Commander Spaulding provided the motto and he and our Reserve Commander
Ben Hardin, NATS Asia executive officer, were the only senior officers ever to
become PSOB (“Brother Son of a Bitch”).
Finally,
the dissatisfaction at the office pus the occasional bursts of temper in our
private life got to be too much. Although
I longed to have “USN” instead of “USNR” after my name, the day before I was to
take my application for transfer to the Regular Navy which had been approved by
Captain Shoech to ComMarianas for submission I tore it up and threw the pieces into
the wastebasket.
It
is possible that I might have reconsidered and taken a different course (I
apparently had to make a choice between Shirley and the Navy); however, in June
of 1946 I received notice that my application for a one-year extension of
active duty had been rejected as the Navy cut down on personnel. As of August 20th, of that year I
would go on inactive duty in the Naval Reserve.
After
a rousing going away party thrown by my enlisted men for their “mustang”
officer, I was detached from ComNatsAsia and we sailed on the USS GENERAL MANN
for San Francisco and the separation center.

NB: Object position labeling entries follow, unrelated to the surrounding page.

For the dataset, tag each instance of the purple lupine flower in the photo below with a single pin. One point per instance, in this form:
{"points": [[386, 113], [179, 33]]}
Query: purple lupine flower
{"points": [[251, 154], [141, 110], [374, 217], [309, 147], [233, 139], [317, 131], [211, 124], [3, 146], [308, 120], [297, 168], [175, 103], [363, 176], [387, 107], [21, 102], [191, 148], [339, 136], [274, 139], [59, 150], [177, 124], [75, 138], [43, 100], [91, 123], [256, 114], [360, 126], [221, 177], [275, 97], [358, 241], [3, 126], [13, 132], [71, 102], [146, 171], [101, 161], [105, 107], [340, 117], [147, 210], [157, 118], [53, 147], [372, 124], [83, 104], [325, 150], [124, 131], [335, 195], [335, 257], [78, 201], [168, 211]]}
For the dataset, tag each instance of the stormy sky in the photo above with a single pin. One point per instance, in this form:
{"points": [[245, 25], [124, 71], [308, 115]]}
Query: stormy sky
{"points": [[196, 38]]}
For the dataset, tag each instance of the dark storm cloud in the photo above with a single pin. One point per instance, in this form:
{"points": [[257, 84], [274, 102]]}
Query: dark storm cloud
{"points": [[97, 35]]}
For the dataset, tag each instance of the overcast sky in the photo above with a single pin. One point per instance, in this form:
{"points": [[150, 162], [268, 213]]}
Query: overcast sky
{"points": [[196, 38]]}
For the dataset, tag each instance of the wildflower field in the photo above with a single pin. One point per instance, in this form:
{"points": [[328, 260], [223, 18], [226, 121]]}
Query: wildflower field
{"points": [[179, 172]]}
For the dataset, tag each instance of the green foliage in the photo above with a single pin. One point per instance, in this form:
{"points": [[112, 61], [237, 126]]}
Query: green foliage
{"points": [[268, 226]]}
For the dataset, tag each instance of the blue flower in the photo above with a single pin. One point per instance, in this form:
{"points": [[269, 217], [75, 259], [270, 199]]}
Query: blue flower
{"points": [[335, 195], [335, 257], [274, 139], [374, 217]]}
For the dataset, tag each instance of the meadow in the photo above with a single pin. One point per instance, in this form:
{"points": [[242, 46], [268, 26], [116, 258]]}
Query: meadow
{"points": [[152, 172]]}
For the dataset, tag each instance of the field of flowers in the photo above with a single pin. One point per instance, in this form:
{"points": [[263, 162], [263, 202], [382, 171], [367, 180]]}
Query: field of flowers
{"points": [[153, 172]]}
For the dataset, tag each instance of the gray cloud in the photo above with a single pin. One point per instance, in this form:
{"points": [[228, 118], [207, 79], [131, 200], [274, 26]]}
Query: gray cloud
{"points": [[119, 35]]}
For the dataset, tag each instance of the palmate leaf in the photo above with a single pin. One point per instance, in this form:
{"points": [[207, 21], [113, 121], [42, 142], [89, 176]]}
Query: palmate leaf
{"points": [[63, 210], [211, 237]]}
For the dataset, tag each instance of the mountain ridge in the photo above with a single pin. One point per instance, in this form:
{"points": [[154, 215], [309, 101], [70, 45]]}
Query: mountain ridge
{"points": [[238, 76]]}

It was the end of my active duty with the Navy and the close of my first
quarter century.
My
Navy career was not yet completely over.
When I returned to Vancouver to try to find a job and consider finishing
the year I needed for my bachelor’s degree in Aeronautical Engineering, I
joined the Voluntary Reserve and, later after we moved to Seattle, obtained a
billet as ordnance officer in a Reserve fighter squadron at the Sand Point
Naval Air Station. By then I had been
promoted to lieutenant, junior grade, and was taking correspondence courses to
be ready to accept promotion to full lieutenant. in effect, however, it was the end of an era
in my young life.
[It
is tempting to feel bad (and I have) for my father at his giving in to my
mother and leaving the Navy, but the promotions were going to men who had been
to Annapolis and you may recall that his test and chances of that had gone
literally up in smoke on December 7th 1941. As it turned out his career path allowed him
to see as much, maybe more, of the world than if he’d stayed in the Navy.]